La depresión tiene nombre de mujer

Un alto grado de autoexigencia, sumado a factores biológicos, contribuye a que la incidencia de esta enfermedad sea mayor entre el sexo femenino que el masculino


Ibiza / EnviadA ESPECIAL la voz

«La primera vez que caí coincidió con que me cambiaron el horario de trabajo. Tenía jornada reducida y me obligaron a trabajar a jornada completa. Eso descuadró mi vida. El mundo se me cayó encima. Me empecé a sentir muy agobiada pensando que no podría cumplir bien con mi trabajo y cuidar a mis hijos, cuando en realidad ese no era el problema». Rosa sufre depresión. Tuvo un primer brote, tardaron en diagnosticarla prácticamente dos años, probó terapias alternativas que no le dieron frutos, lo superó con ayuda de medicación y luego volvió a caer. Está mejor, aunque aún no se ha recuperado de ese segundo golpe. Pero el viernes fue valiente al contar su historia en el 17.º Seminario Lundbeck para hablar de la depresión invisible y de cómo esta enfermedad, todavía muy estigmatizada, afecta a los millennials o generación Z. Porque aunque ella no pertenece a esa generación pone cara a una estadística que dice que el Trastorno Depresivo Mayor (TDM) presenta una prevalencia anual estimada en España del 4 % y el riesgo de sufrir al menos un episodio de estas características es del 10,6 %.
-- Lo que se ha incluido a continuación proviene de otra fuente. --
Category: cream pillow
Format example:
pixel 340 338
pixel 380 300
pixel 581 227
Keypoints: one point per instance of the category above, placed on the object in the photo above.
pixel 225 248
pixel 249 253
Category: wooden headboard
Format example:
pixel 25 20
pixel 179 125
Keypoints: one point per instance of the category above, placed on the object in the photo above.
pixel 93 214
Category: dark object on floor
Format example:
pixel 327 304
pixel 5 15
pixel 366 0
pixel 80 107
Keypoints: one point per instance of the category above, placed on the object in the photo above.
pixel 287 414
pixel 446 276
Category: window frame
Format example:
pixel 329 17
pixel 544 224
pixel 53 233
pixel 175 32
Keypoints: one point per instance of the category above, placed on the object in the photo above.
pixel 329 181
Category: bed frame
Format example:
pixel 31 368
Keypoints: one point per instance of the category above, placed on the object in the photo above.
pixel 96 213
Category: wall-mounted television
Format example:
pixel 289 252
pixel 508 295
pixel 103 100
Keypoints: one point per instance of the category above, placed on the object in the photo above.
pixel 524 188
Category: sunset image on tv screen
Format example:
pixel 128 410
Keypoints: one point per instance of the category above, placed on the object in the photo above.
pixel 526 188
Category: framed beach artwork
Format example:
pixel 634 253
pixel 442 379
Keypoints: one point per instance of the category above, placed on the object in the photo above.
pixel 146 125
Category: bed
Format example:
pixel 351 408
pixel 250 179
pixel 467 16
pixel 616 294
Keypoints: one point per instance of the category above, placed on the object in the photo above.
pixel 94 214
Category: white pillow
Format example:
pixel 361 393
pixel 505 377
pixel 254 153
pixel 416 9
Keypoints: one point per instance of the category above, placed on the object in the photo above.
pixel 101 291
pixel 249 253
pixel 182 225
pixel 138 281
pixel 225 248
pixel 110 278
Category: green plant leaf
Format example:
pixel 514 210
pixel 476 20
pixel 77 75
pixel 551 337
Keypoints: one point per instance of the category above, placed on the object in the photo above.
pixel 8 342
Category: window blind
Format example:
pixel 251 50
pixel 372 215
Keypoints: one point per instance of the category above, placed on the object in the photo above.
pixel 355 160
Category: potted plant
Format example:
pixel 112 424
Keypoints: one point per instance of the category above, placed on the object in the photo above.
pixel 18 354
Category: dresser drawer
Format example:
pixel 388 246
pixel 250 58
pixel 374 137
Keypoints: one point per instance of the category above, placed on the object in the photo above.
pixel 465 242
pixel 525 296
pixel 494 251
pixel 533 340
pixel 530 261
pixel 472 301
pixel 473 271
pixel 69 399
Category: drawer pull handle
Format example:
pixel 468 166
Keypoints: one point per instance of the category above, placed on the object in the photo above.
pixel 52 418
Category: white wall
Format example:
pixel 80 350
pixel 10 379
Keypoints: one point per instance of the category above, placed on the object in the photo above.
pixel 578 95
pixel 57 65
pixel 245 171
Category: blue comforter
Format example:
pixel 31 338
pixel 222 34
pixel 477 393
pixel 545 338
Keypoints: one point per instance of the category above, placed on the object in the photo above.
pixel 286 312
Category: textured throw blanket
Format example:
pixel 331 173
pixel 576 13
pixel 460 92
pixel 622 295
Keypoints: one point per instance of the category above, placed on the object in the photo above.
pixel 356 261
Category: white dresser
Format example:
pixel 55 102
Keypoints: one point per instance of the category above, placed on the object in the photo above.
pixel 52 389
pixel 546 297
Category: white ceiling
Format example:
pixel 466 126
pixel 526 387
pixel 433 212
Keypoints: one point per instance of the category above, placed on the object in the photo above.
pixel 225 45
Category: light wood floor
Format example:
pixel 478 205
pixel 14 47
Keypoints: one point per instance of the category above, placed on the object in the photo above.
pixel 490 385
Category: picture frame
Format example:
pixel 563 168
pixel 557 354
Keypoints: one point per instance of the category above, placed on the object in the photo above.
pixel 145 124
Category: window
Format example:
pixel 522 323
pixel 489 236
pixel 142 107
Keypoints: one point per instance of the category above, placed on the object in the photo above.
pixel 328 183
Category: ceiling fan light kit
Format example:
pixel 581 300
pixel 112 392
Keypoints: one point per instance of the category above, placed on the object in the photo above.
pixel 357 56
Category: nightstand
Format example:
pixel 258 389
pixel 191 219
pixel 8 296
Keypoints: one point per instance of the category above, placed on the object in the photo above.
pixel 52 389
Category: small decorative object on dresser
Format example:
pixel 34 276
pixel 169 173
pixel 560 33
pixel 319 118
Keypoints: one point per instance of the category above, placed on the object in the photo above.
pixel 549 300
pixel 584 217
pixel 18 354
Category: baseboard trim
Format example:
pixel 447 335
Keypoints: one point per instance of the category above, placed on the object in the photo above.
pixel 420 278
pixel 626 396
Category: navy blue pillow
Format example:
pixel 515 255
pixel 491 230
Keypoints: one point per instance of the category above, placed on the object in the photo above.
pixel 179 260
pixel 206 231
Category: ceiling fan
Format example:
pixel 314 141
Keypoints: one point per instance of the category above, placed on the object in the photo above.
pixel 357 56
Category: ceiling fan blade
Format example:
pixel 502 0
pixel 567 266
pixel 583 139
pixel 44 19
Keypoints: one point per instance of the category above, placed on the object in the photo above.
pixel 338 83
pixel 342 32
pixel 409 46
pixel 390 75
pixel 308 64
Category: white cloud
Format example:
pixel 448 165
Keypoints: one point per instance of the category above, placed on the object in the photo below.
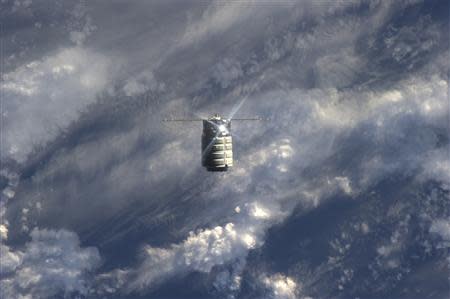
pixel 51 264
pixel 441 227
pixel 44 96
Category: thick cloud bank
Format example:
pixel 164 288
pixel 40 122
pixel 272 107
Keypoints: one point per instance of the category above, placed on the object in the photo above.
pixel 341 192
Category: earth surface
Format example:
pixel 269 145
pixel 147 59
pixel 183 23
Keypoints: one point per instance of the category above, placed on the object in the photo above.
pixel 341 191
Además tiene una especial incidencia entre las mujeres. Una de cada cinco la sufren frente a uno de cada diez hombres. La presidenta de la Sociedad de Psiquiatría de Madrid y jefa de la sección de psiquiatría del Hospital Clínico San Carlos, Marina Díaz Marsá, desgranó algunos de los factores que explican por qué «la depresión es más cosa de mujeres». Durante su intervención habló de cómo las mujeres tienden a «experimentar más síntomas depresivos cognitivos y somáticos en comparación con los varones». Entre otras cosas, añadió, por la influencia de las hormonas gonadales sobre los neurotransmisores cerebrales que provocan trastornos depresivos específicamente ligados al ciclo reproductivo. No solo eso. También son más sensibles, pero además la sobrecarga a la que se ven sometidas al tener que cumplir unas expectativas en el trabajo, en casa... contribuyen a esa diferencia en la incidencia.

Lo que no saben descifrar aún los expertos es por qué tanta gente la sufre. El director del Instituto de Neuropsiquiatría y Adicciones del Hospital del Mar y coordinador del Programa de investigación en depresión y prevención del suicidio del Centro de Investigación en Salud Mental, Víctor Pérez Solá, habla de factores como el genético -que tiene entre un 30 % y un 40 % de influencia-, el entorno en el que nace una persona, las relaciones con la familia o las vivencias de la primera infancia. Todos son ingredientes que contribuyen a la aparición de la patología. Por eso, resulta muy importante hacer un diagnóstico y un tratamiento precoz para evitar consecuencias que van desde los problemas de atención a las dificultades académicas o laborales.

Pero a la hora de detectarla hay un gran obstáculo: «El diagnóstico se retrasa porque los adultos jóvenes no suelen acudir a los centros de salud». Ahí juega un papel importante el médico de familia. La especialista en esta materia y secretaria del grupo de salud mental de la Sociedad Española de Médicos de Atención Primaria, Silvia López Chamón, apela al trato cercano con las familias que atienden estos facultativos para poder detectarla y actuar. Pero al mismo tiempo reconoce las limitaciones de tiempo y recursos que tienen para poder realizar esta importante labor preventiva.